Some of the damage to the stern of the jet boat.
Maritime New Zealand ©2020

The falling water level meant that drivers had three options. They could take the boat into the thin channel of water between the sand bar and the river bank to reach the thrill rock face, drive around the outside of the bar, or opt to leave out the rock face part of the trip.

The driver decided to avoid the narrow channel, and drove the jet boat loaded with 14 passengers around the outside of the sandbar before heading back towards the rock face and attempting the turn-in, turn-out, turn-on manoeuvre.

The change in position on the river altered the driver’s angle of approach. He misjudged the manoeuvre and, instead of sliding sideways clear of the rock face, the jet boat’s stern crashed into it. The impact caused significant damage to the stern, and all but two of the passengers suffered injuries, including whiplash, back pain, headache, cuts, sprains and bruises. Five passengers were admitted to hospital. The driver was unharmed.

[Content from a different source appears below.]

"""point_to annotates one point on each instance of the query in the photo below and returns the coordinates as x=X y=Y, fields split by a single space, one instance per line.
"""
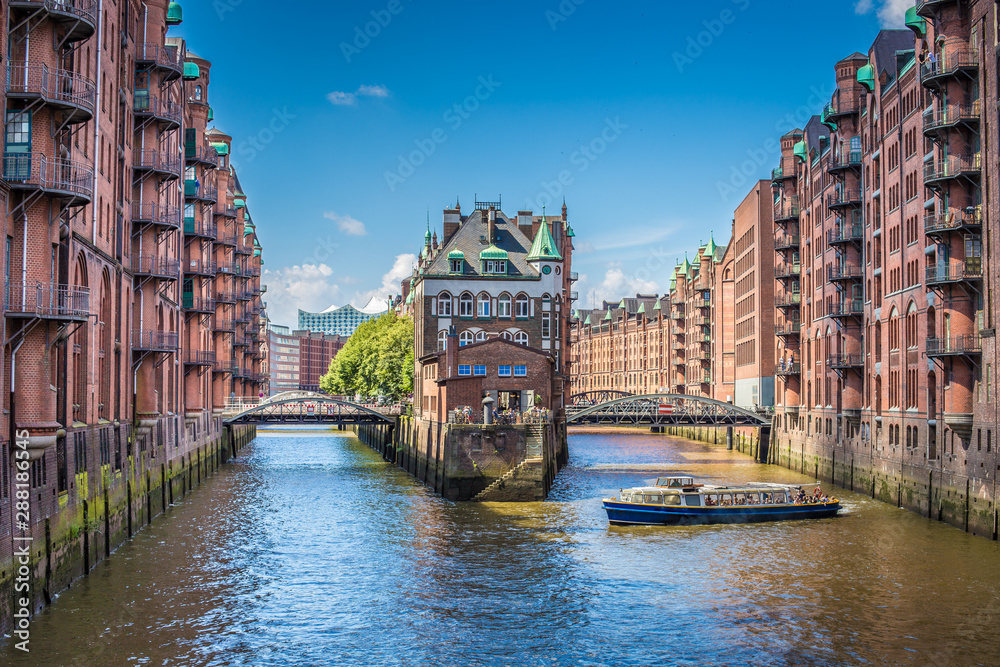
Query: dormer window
x=495 y=267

  • Normally, the river was largely unchanging, and the company trained its drivers to carry out specific manoeuvres at set points along the route, rather than focusing on a skill base, which they could apply at their own discretion. As a result, although the driver was qualified, he was experienced in the river only as it usually presented.
    • The sand bar changed the vessel’s angle of approach, and although he had made two successful trips earlier that day, this time he was caught out. A balance should be sought between adherence to a trip plan and ensuring drivers have the ability to cope with change.
  • The company policy was that a driver in any doubt about carrying out a manoeuvre should leave it out. The driver would have been fully at liberty not to attempt this thrill manoeuvre.
  • Adventure tourism operators should bear in mind that although they may be making the same trip several times a day, even being in a jet boat is usually an exciting experience for a passenger.